After a brief intermission, Chief Justice Canady then took the podium. Canady, who still has a house in Lakeland, spoke for about 15 minutes about the rule of law and equal justice, protections that the Constitution provides all U.S. citizens.
“I am oath-bound to the Constitution,” Canady said as a soft rain fell. “I am doubly so as a lawyer and a member of the Supreme Court. That makes me partisan to the Constitution. … It is a wonderful bulwark against anarchy and arbitrary power.”
Eskamani became the first Iranian American to be elected to the Florida Legislature, winning her seat in 2018. She spoke briefly about her parents’ separate immigration to the United States before meeting at work, where they went on to build their lives and have a family.
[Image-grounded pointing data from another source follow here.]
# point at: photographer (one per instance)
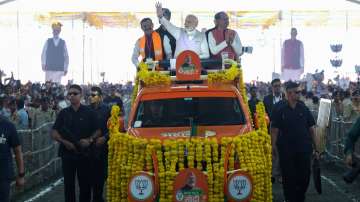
(75, 129)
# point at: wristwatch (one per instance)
(21, 174)
(91, 140)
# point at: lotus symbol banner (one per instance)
(141, 188)
(141, 184)
(239, 187)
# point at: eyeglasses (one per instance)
(73, 93)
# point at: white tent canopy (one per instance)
(174, 5)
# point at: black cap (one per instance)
(291, 85)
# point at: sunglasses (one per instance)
(73, 93)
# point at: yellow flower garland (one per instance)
(129, 154)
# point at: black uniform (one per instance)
(163, 32)
(100, 157)
(73, 126)
(294, 144)
(8, 140)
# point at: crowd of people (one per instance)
(81, 112)
(30, 105)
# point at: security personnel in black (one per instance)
(75, 129)
(292, 131)
(100, 158)
(9, 140)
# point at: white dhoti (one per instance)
(291, 74)
(54, 76)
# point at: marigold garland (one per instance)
(251, 152)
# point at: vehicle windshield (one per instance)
(204, 111)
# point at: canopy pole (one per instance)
(83, 73)
(18, 44)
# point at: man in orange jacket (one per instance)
(149, 46)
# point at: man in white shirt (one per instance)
(187, 38)
(169, 42)
(224, 40)
(54, 57)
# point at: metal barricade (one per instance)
(335, 139)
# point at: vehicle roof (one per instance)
(188, 87)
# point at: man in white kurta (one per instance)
(224, 40)
(54, 57)
(187, 38)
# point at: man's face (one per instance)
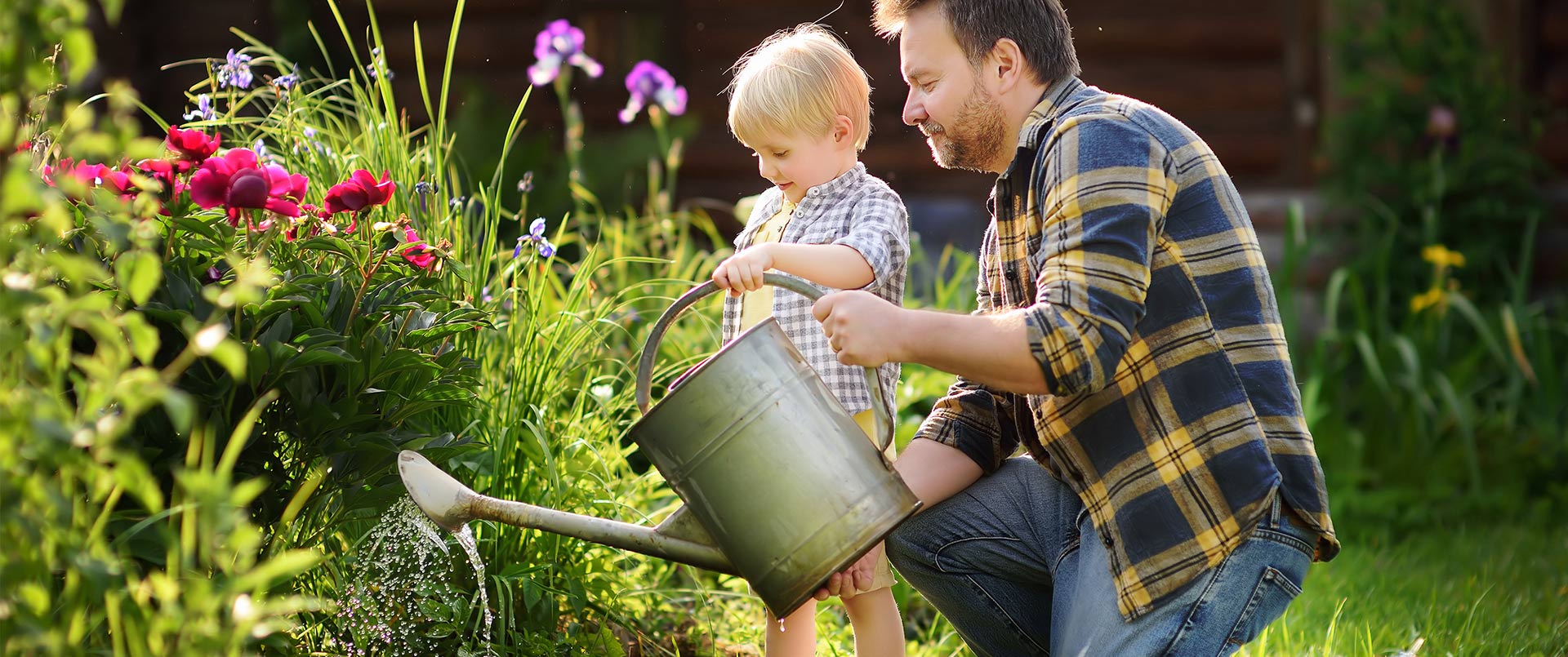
(947, 100)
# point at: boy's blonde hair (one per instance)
(795, 83)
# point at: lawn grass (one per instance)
(1465, 592)
(1457, 592)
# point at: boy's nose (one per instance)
(913, 110)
“It’s up to us to uphold the values that our families were pursuing,” Eskamani said.
She then challenged students to find an opportunity to call people in before calling them out in a plea for everyone to come together to find a common ground when discussing their differences. This point was echoed by the final speaker of the day, former Chief Justice Lewis.
Lewis, a 1969 graduate of Florida Southern College, asked each person in attendance to try and answer two questions.
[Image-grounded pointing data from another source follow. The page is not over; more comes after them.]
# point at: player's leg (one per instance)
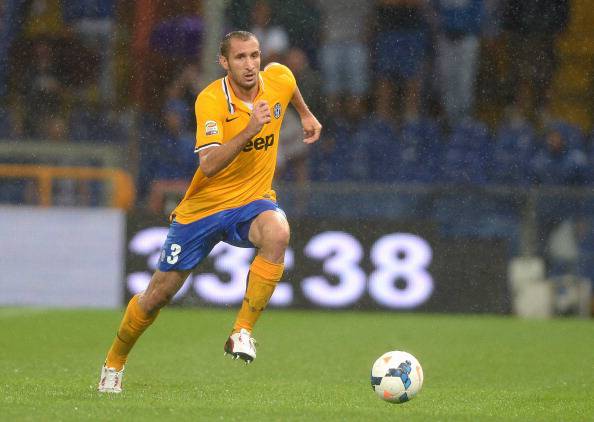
(270, 233)
(141, 312)
(185, 247)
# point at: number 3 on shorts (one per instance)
(175, 251)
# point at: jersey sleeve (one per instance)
(284, 75)
(209, 122)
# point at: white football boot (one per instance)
(241, 345)
(111, 380)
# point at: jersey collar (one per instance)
(232, 101)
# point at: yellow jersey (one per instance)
(220, 116)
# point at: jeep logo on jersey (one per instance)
(259, 143)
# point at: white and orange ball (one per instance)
(396, 376)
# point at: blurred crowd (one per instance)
(427, 91)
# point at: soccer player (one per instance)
(230, 198)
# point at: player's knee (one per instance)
(276, 238)
(160, 291)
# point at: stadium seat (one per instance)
(513, 147)
(420, 151)
(466, 159)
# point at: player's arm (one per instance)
(311, 127)
(215, 159)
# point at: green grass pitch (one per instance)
(311, 366)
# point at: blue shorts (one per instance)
(188, 244)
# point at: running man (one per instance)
(230, 198)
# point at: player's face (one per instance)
(243, 63)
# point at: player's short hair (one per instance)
(226, 42)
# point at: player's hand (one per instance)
(260, 116)
(311, 128)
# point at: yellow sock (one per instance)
(133, 324)
(262, 279)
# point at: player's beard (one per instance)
(242, 83)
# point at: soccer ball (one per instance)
(396, 377)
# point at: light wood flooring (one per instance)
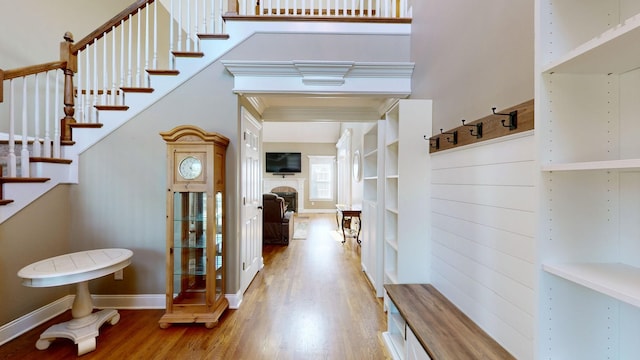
(310, 301)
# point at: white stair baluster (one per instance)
(188, 34)
(155, 39)
(146, 45)
(114, 74)
(179, 46)
(138, 49)
(12, 131)
(80, 111)
(96, 86)
(24, 150)
(104, 100)
(47, 117)
(122, 51)
(130, 53)
(37, 150)
(56, 116)
(88, 91)
(171, 35)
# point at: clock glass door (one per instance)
(219, 249)
(189, 247)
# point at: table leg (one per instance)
(84, 327)
(344, 235)
(82, 303)
(359, 227)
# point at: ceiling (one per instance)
(314, 118)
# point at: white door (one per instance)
(251, 195)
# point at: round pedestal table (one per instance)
(77, 268)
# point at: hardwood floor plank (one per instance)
(310, 301)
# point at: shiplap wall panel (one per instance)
(484, 224)
(515, 221)
(486, 276)
(510, 173)
(510, 197)
(494, 323)
(502, 263)
(519, 246)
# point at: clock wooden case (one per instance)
(195, 226)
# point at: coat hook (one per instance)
(433, 142)
(513, 119)
(478, 127)
(454, 134)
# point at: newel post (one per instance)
(1, 84)
(72, 66)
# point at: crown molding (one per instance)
(327, 77)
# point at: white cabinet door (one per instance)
(415, 351)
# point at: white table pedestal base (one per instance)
(77, 268)
(83, 331)
(85, 325)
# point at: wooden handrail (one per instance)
(28, 70)
(33, 69)
(108, 26)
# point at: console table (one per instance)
(348, 213)
(423, 324)
(77, 268)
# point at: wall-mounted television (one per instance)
(283, 162)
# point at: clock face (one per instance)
(190, 168)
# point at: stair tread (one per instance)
(137, 89)
(162, 72)
(188, 53)
(86, 125)
(4, 180)
(214, 36)
(112, 107)
(50, 160)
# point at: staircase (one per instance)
(125, 51)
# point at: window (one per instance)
(321, 175)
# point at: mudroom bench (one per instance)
(423, 324)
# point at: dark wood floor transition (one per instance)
(311, 301)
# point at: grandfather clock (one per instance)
(195, 226)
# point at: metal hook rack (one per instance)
(513, 119)
(454, 134)
(433, 142)
(478, 127)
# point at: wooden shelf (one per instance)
(619, 281)
(594, 165)
(371, 153)
(594, 56)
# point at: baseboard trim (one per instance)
(234, 300)
(31, 320)
(39, 316)
(141, 301)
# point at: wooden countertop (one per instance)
(442, 329)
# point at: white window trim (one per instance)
(322, 158)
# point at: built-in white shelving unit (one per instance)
(406, 192)
(373, 206)
(587, 119)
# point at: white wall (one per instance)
(483, 253)
(47, 21)
(471, 56)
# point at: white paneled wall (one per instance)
(484, 202)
“Are we doing everything we can to fulfill the promises of the Constitution? And are we thankful for each day for the rights that we’ve been blessed with?”
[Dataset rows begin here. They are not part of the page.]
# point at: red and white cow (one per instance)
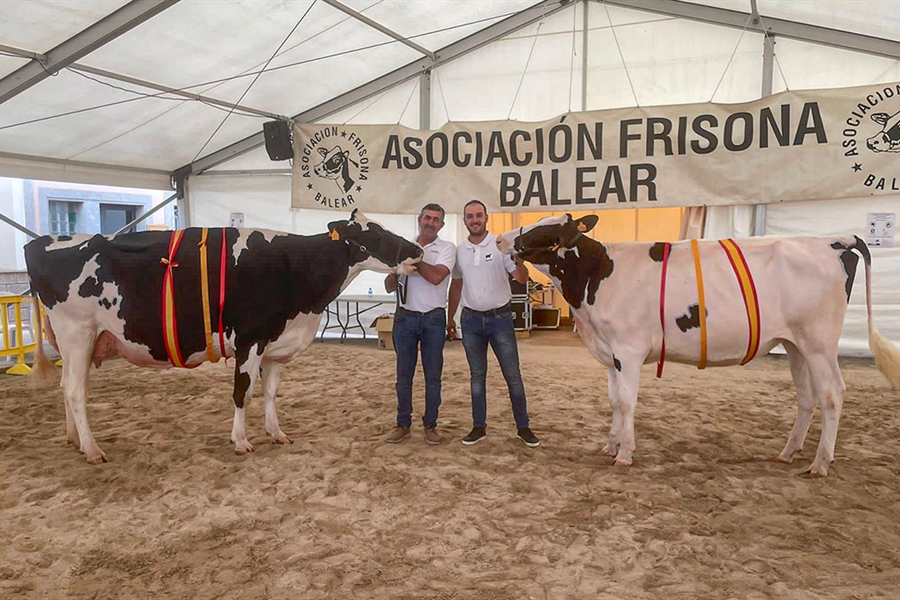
(162, 299)
(800, 285)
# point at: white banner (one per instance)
(804, 145)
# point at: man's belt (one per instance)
(493, 312)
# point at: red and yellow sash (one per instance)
(748, 290)
(169, 322)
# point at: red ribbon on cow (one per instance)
(169, 322)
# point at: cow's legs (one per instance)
(271, 372)
(806, 402)
(246, 371)
(615, 428)
(71, 430)
(828, 386)
(627, 381)
(76, 349)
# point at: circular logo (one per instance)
(334, 164)
(872, 131)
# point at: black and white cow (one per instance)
(104, 296)
(801, 287)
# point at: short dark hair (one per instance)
(470, 202)
(433, 206)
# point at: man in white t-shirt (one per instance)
(481, 281)
(421, 319)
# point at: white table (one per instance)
(352, 311)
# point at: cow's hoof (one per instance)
(610, 449)
(97, 459)
(242, 448)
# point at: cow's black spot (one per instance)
(658, 251)
(849, 260)
(90, 287)
(690, 319)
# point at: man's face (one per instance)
(475, 219)
(429, 224)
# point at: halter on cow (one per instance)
(802, 286)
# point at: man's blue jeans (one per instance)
(479, 330)
(411, 329)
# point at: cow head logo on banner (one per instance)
(334, 166)
(872, 131)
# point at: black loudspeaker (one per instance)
(278, 140)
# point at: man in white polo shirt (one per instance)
(480, 279)
(421, 319)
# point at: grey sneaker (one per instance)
(473, 437)
(432, 436)
(398, 435)
(529, 438)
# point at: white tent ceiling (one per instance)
(119, 92)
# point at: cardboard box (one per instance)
(384, 325)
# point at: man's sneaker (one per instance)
(398, 435)
(473, 437)
(432, 436)
(529, 438)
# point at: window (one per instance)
(63, 217)
(114, 217)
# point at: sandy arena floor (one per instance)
(703, 513)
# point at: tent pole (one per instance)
(425, 100)
(759, 215)
(147, 214)
(584, 33)
(15, 225)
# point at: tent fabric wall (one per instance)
(827, 218)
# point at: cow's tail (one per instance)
(43, 372)
(887, 357)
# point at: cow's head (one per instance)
(374, 246)
(333, 162)
(541, 242)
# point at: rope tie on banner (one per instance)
(612, 28)
(701, 303)
(774, 54)
(662, 308)
(525, 70)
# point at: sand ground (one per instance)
(704, 512)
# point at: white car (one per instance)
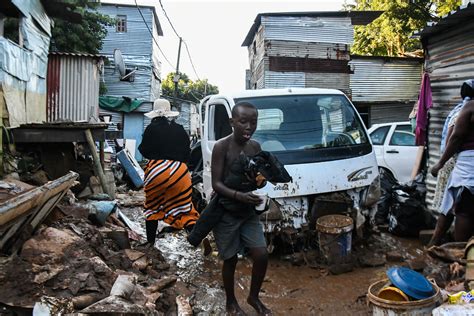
(395, 149)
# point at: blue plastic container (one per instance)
(411, 282)
(133, 169)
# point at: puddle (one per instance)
(287, 289)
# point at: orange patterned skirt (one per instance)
(168, 192)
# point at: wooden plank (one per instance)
(416, 166)
(97, 165)
(54, 135)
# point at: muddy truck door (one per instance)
(216, 125)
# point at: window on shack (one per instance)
(220, 120)
(121, 24)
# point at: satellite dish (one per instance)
(125, 74)
(118, 60)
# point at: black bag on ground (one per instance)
(407, 214)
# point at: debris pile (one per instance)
(85, 258)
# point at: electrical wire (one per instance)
(191, 60)
(185, 44)
(151, 33)
(166, 15)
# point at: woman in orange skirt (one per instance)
(168, 186)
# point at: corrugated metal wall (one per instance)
(384, 79)
(308, 29)
(301, 52)
(137, 50)
(140, 88)
(449, 62)
(329, 81)
(72, 88)
(118, 118)
(137, 40)
(307, 50)
(284, 79)
(389, 112)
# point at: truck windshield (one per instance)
(299, 128)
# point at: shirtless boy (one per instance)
(242, 229)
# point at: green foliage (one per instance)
(85, 37)
(189, 90)
(390, 34)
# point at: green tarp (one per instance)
(116, 104)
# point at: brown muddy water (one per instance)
(287, 289)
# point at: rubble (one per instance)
(73, 264)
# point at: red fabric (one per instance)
(425, 102)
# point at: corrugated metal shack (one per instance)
(449, 60)
(384, 89)
(23, 64)
(73, 87)
(132, 37)
(303, 49)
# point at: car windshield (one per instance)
(304, 122)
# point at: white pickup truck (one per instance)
(319, 137)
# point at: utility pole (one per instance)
(176, 78)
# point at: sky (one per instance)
(214, 31)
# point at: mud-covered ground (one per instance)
(291, 286)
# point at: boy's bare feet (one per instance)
(233, 309)
(256, 303)
(206, 247)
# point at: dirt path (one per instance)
(288, 289)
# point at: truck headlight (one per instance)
(371, 195)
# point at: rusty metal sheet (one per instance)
(274, 79)
(309, 65)
(306, 50)
(21, 215)
(378, 79)
(73, 87)
(309, 29)
(449, 61)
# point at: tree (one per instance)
(84, 37)
(189, 90)
(390, 34)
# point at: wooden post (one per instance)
(417, 165)
(101, 154)
(97, 165)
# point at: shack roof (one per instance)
(54, 8)
(153, 9)
(455, 17)
(95, 56)
(357, 18)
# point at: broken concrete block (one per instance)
(39, 177)
(141, 263)
(425, 236)
(374, 260)
(162, 283)
(123, 286)
(184, 308)
(48, 246)
(394, 256)
(85, 193)
(133, 254)
(95, 185)
(120, 236)
(53, 306)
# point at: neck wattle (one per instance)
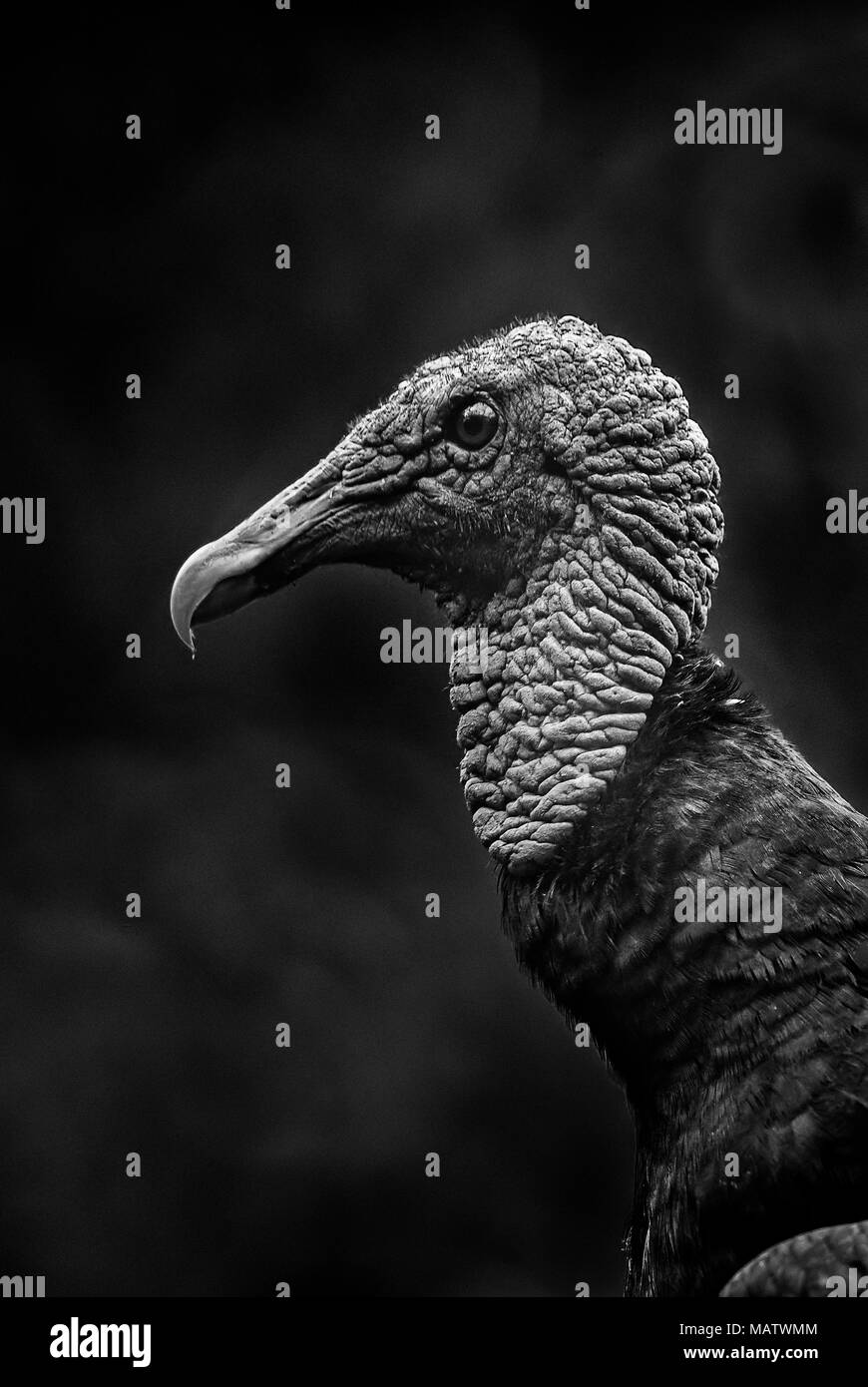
(570, 671)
Lewis’ speech was centered around the challenges of finding the common ground that Eskamani spoke of, saying that the riots of Jan. 6 were a sad day for him to witness.
“My message is for people to come together and protect the Constitution,” he said. “(My fear) is that the division within us won’t stand up against the attacks from around us.”
Constitution Day, also known as Citizenship Day, was first celebrated on Sept. 17, 2005. This national day is observed to honor the 39 delegates to the Constitutional Convention who signed the United States Constitution on Sept. 17, 1787.